First-time buyers in major Canadian markets

move to get in ahead of higher interest rates, says RE/MAX

Driven by the threat of higher interest rates down the road, first-time buyers are contributing to strong upward momentum in residential housing markets across the country, according to a report released by RE/MAX.

The RE/MAX First-Time Buyers Report, highlighting trends and developments in nineteen major Canadian centres, found that low interest rates and balanced market conditions have provided significant impetus in 2011, particularly at lower price points.  Just over 30 per cent of markets are reporting sales in excess of 2010 levels as a result, while almost 70 per cent have experienced an upswing in average price.  Leading the country in terms of percentage increases in the number of homes sold are Western Canadian markets, including Saskatoon (up close to 15 per cent), Greater Vancouver (up close to 12 per cent), and Winnipeg (up just over 11 per cent).  With an average price hike of close to 20 per cent year-to-date (February), Greater Vancouver continues to show unprecedented strength, followed by Hamilton-Burlington (eight per cent), Quebec City (seven per cent), Winnipeg (close to seven per cent), Greater Toronto (five per cent), and Greater Montreal (five per cent). 

Despite homeownership rates approaching 70 per cent, there is clearly room for growth as entry-level buyers make their moves from coast-to-coast, undeterred by higher housing values and changes to lending criteria.  Many purchasers intent on realizing homeownership are scaling back on expectations or are willing to sacrifice location, quality and/or size to make their dream a reality – not unlike generations before them.

Inventory levels, while tight in several larger centres, are more balanced overall, giving first-time buyers a good selection of housing product from which to choose.  Not surprisingly, condominium apartments and town homes have become the first step for many entry-level purchasers, especially in Greater Vancouver, Victoria, Kelowna, Edmonton, Calgary, London-St. Thomas, Hamilton-Burlington, Greater Toronto, the Island of Montreal, and Halifax-Dartmouth where average prices have risen unabated in recent years.

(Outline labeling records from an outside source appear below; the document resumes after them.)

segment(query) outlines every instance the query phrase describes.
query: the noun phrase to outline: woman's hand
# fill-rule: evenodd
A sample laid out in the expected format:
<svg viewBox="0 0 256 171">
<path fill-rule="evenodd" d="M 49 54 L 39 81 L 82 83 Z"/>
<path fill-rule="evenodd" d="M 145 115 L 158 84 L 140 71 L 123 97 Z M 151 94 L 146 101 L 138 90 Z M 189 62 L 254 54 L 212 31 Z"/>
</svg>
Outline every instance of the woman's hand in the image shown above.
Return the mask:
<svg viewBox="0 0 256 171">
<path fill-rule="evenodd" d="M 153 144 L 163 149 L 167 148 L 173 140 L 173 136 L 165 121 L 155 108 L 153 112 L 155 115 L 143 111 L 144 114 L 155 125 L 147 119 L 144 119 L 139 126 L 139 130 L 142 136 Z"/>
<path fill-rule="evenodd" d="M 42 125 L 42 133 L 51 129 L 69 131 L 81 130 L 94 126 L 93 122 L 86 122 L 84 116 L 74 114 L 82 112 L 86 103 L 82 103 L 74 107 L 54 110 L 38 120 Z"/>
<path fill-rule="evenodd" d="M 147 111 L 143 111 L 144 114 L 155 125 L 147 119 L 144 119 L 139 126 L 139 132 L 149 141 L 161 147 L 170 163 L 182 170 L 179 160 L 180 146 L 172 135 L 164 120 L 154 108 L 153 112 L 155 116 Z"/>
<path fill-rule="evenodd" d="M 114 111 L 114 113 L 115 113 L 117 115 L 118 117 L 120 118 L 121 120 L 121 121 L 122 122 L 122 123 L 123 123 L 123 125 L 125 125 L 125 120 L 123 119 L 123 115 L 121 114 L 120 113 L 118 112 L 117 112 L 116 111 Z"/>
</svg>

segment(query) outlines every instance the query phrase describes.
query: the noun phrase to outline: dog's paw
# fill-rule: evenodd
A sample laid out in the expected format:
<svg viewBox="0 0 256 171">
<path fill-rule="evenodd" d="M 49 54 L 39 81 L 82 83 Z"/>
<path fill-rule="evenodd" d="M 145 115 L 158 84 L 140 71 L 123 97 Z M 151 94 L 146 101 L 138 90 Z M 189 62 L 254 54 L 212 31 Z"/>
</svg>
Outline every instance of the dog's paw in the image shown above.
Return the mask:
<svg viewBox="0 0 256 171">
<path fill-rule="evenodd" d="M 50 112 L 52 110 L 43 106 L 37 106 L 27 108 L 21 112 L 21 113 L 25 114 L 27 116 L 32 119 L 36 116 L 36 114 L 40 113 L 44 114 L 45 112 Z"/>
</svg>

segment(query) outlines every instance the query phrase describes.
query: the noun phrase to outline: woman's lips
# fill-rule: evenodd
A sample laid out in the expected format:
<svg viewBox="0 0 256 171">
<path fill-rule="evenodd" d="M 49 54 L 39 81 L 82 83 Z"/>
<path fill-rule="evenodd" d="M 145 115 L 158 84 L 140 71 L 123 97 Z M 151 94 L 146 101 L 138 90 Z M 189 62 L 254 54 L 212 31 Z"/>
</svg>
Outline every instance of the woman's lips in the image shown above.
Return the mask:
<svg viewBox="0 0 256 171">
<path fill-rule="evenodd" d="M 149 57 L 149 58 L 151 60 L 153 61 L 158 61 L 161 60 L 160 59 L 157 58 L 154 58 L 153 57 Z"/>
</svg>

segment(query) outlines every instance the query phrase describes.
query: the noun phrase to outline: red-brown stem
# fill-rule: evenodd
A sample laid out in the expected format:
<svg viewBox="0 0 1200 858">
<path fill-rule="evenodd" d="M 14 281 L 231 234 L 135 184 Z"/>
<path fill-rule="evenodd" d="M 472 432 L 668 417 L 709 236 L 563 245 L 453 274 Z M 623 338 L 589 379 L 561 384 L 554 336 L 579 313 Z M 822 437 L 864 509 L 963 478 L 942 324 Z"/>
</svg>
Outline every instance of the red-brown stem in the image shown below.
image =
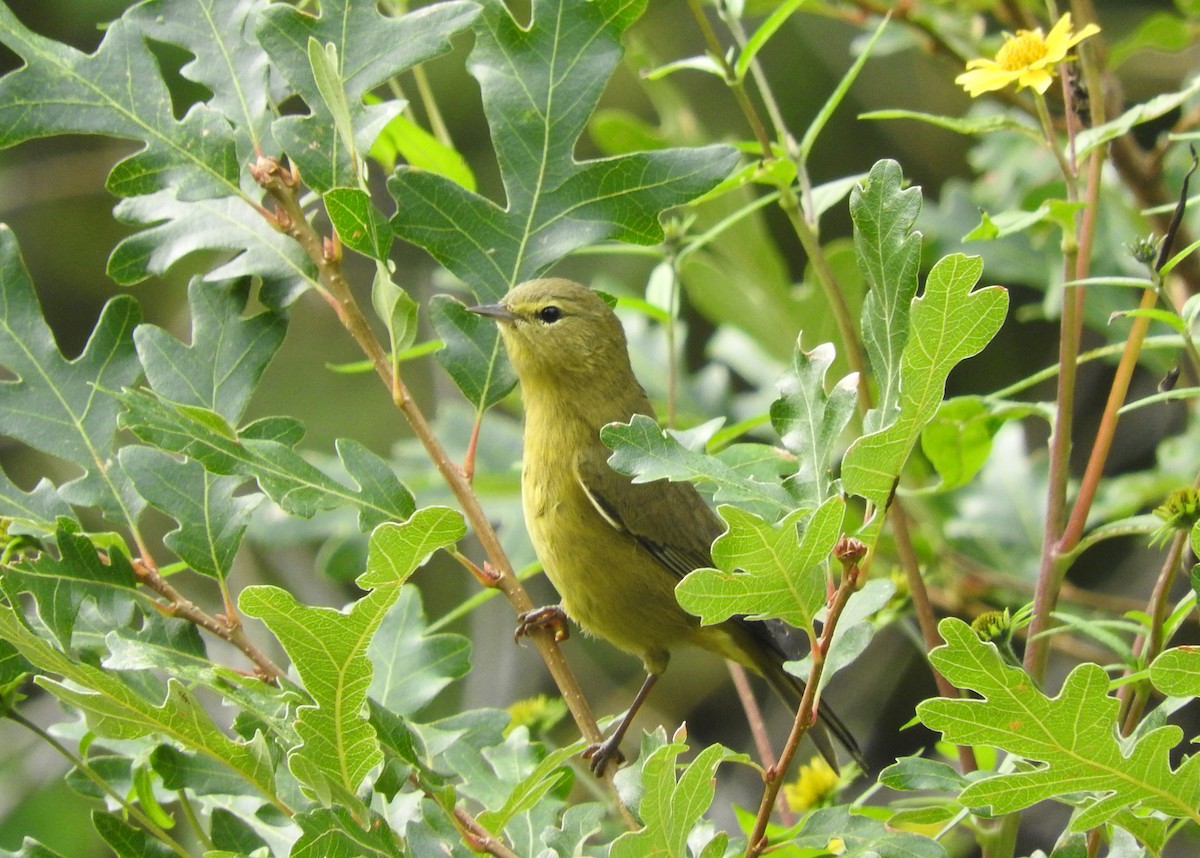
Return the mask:
<svg viewBox="0 0 1200 858">
<path fill-rule="evenodd" d="M 167 600 L 166 605 L 158 605 L 158 608 L 164 613 L 169 613 L 172 617 L 181 617 L 182 619 L 212 632 L 221 640 L 228 641 L 230 644 L 240 649 L 242 654 L 245 654 L 245 656 L 254 664 L 256 673 L 264 682 L 275 684 L 282 677 L 287 676 L 282 667 L 276 665 L 266 653 L 259 649 L 258 646 L 250 640 L 246 635 L 246 630 L 242 629 L 241 623 L 238 622 L 236 614 L 230 614 L 224 620 L 212 617 L 191 599 L 176 590 L 167 581 L 167 578 L 158 574 L 158 570 L 152 563 L 146 563 L 145 556 L 143 556 L 139 560 L 134 560 L 133 568 L 137 572 L 138 581 Z"/>
<path fill-rule="evenodd" d="M 1158 302 L 1158 292 L 1146 289 L 1141 296 L 1139 310 L 1151 310 Z M 1150 319 L 1145 316 L 1134 317 L 1133 326 L 1129 329 L 1129 338 L 1126 340 L 1124 352 L 1121 353 L 1121 362 L 1117 364 L 1116 374 L 1112 378 L 1112 386 L 1109 389 L 1109 400 L 1104 404 L 1104 414 L 1100 416 L 1100 426 L 1096 432 L 1096 442 L 1092 444 L 1092 454 L 1087 458 L 1087 468 L 1084 479 L 1079 484 L 1079 496 L 1072 508 L 1070 518 L 1062 533 L 1058 544 L 1060 552 L 1074 548 L 1084 536 L 1084 526 L 1087 523 L 1087 514 L 1092 509 L 1096 499 L 1096 490 L 1100 485 L 1104 475 L 1104 464 L 1109 460 L 1109 451 L 1112 449 L 1112 437 L 1117 431 L 1117 412 L 1124 404 L 1126 395 L 1129 392 L 1129 382 L 1133 378 L 1134 367 L 1141 355 L 1141 344 L 1146 340 L 1146 331 L 1150 329 Z"/>
<path fill-rule="evenodd" d="M 1068 254 L 1064 264 L 1067 278 L 1081 280 L 1087 276 L 1092 241 L 1096 234 L 1096 209 L 1099 205 L 1100 166 L 1099 151 L 1093 151 L 1087 164 L 1087 199 L 1080 224 L 1080 242 L 1074 254 Z M 1075 372 L 1078 370 L 1079 342 L 1084 328 L 1082 287 L 1075 287 L 1062 305 L 1058 342 L 1058 388 L 1055 396 L 1057 410 L 1050 436 L 1050 475 L 1046 484 L 1046 514 L 1043 528 L 1042 560 L 1037 586 L 1033 592 L 1033 616 L 1030 620 L 1028 647 L 1025 649 L 1025 670 L 1034 680 L 1045 674 L 1050 654 L 1049 636 L 1040 632 L 1050 628 L 1050 613 L 1058 602 L 1062 587 L 1060 558 L 1063 552 L 1062 534 L 1067 518 L 1067 482 L 1070 475 L 1070 433 L 1074 425 Z"/>
<path fill-rule="evenodd" d="M 295 176 L 284 170 L 278 162 L 270 158 L 262 158 L 256 164 L 253 172 L 259 185 L 271 194 L 283 211 L 288 222 L 288 234 L 295 239 L 308 254 L 308 258 L 317 265 L 322 284 L 332 299 L 331 304 L 337 312 L 338 319 L 350 336 L 354 337 L 354 341 L 362 349 L 362 353 L 371 361 L 372 366 L 374 366 L 376 373 L 383 380 L 384 386 L 391 391 L 396 407 L 404 415 L 413 434 L 416 436 L 418 440 L 425 448 L 426 455 L 428 455 L 433 466 L 440 473 L 442 479 L 450 487 L 450 491 L 458 502 L 460 509 L 462 509 L 467 521 L 474 528 L 475 538 L 498 574 L 497 589 L 504 593 L 509 604 L 512 605 L 518 614 L 532 611 L 534 605 L 514 572 L 508 554 L 505 554 L 487 514 L 480 505 L 479 498 L 472 490 L 462 469 L 450 458 L 445 448 L 442 446 L 442 442 L 433 432 L 433 427 L 430 426 L 428 420 L 426 420 L 425 413 L 416 406 L 416 402 L 408 392 L 403 380 L 392 373 L 388 353 L 376 338 L 370 323 L 359 308 L 358 301 L 355 301 L 350 292 L 349 283 L 342 274 L 341 263 L 336 258 L 326 256 L 320 235 L 318 235 L 317 230 L 308 223 L 307 217 L 305 217 L 296 196 Z M 566 659 L 556 644 L 553 636 L 536 632 L 530 635 L 530 638 L 558 685 L 559 694 L 566 703 L 571 716 L 575 719 L 580 732 L 589 743 L 600 742 L 600 730 L 583 696 L 583 689 L 568 666 Z"/>
<path fill-rule="evenodd" d="M 750 833 L 750 839 L 746 844 L 745 858 L 755 858 L 755 856 L 762 854 L 763 850 L 768 846 L 767 822 L 770 820 L 770 809 L 775 805 L 775 799 L 779 796 L 780 787 L 784 785 L 784 779 L 787 776 L 787 769 L 796 757 L 796 750 L 799 748 L 800 739 L 804 738 L 804 734 L 809 732 L 816 721 L 816 707 L 820 702 L 817 688 L 821 684 L 821 674 L 824 672 L 826 654 L 829 652 L 829 642 L 833 641 L 833 632 L 838 628 L 841 612 L 845 610 L 846 602 L 850 601 L 850 596 L 857 589 L 858 574 L 859 569 L 857 564 L 845 569 L 841 586 L 838 588 L 833 604 L 829 606 L 824 626 L 821 629 L 821 640 L 812 647 L 812 667 L 809 670 L 809 679 L 804 685 L 804 696 L 800 698 L 800 706 L 796 710 L 792 732 L 788 733 L 787 743 L 779 755 L 779 764 L 768 770 L 762 799 L 758 802 L 758 815 L 755 817 L 754 830 Z"/>
<path fill-rule="evenodd" d="M 750 734 L 754 737 L 755 748 L 758 750 L 758 760 L 762 762 L 763 769 L 769 772 L 776 764 L 775 749 L 770 746 L 770 737 L 767 736 L 767 725 L 762 718 L 762 707 L 758 706 L 758 701 L 754 696 L 754 689 L 750 686 L 750 677 L 746 674 L 746 668 L 737 661 L 726 661 L 725 664 L 730 668 L 730 677 L 732 677 L 733 688 L 738 692 L 738 701 L 740 701 L 742 708 L 745 710 L 746 724 L 750 725 Z M 787 800 L 782 793 L 779 794 L 775 802 L 775 810 L 779 811 L 779 818 L 785 826 L 791 826 L 794 822 L 792 811 L 787 806 Z"/>
<path fill-rule="evenodd" d="M 1163 568 L 1154 582 L 1154 589 L 1150 594 L 1150 602 L 1146 605 L 1146 614 L 1150 618 L 1148 632 L 1139 635 L 1133 644 L 1136 664 L 1148 666 L 1163 652 L 1163 623 L 1166 622 L 1168 596 L 1175 584 L 1180 559 L 1183 557 L 1183 547 L 1187 542 L 1187 530 L 1180 530 L 1171 540 L 1171 547 L 1166 552 Z M 1150 700 L 1150 685 L 1145 682 L 1127 683 L 1121 686 L 1117 700 L 1121 702 L 1121 734 L 1129 736 L 1146 709 L 1146 701 Z"/>
</svg>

With the Canadian economy on firmer footing overall, residential real estate is well-positioned moving into the traditionally busy spring market.  Consumer confidence is climbing in conjunction with economic performance, and concerns over a secondary recession fade with each passing day.  The mood is cautiously optimistic, as first-time buyers enter the market.

Changes to recent financing criteria have not created the anticipated run up in activity in most markets.  From a financial standpoint, most rookie home buyers remain quite prudent.  Those making the leap are not doing it lightly, buying within their means.  While this most recent round of policy tightening will likely have a negligible effect on demand, the message is getting across. 

Affordability remains a growing concern in most markets, and—aside from first-time purchasers—no one is more in tune with that than housing planners and developers.  In fact, the growing demand for reasonably-priced product is creating a shift in the country’s housing mix.  That trend is expected to gain traction in coming years, as builders look to create greater options for those seeking to realize homeownership.    In recent years, builders have helped ease the move to homeownership by concentrating on intensification—condominium buildings with smaller suites and small-lot subdivisions offering detached, compact homes at a fraction of the cost of a traditional single-family home.   On the flip side, the affordability factor is also breathing new life into tired older neighbourhoods, and that, in turn, is contributing to rising values. 

As prices escalate, first-time buyers are indeed spending more—some out of necessity, but others are simply in a position to do so.  Unlike in years past—a greater percentage of today’s first-time buyer pool is comprised of dual-income, college or university-educated couples with solid earnings.  They’re spending close to average price or slightly more to secure—in most cases—a better location or a home that will grow with them.   Yet, the fact remains that those on a tighter budget can get in for considerably less, with reasonable choices in every major market across the country.   While some may feel discouraged by eroding affordability levels, the underlying confidence in the concept of homeownership is rising.

While market conditions are one thing that influences first-time buyers, few things trump the fundamental belief in homeownership.  Today’s entry-level buyers are steadfast in their mindset.  They know they have to live somewhere, but they simply don’t want to pay someone else’s mortgage.  Savvy or practical, they remain a driving force.  The bottom line is that the demand for entry-level product will remain steady.  The role of starter homes in the marketplace is becoming ever more vital.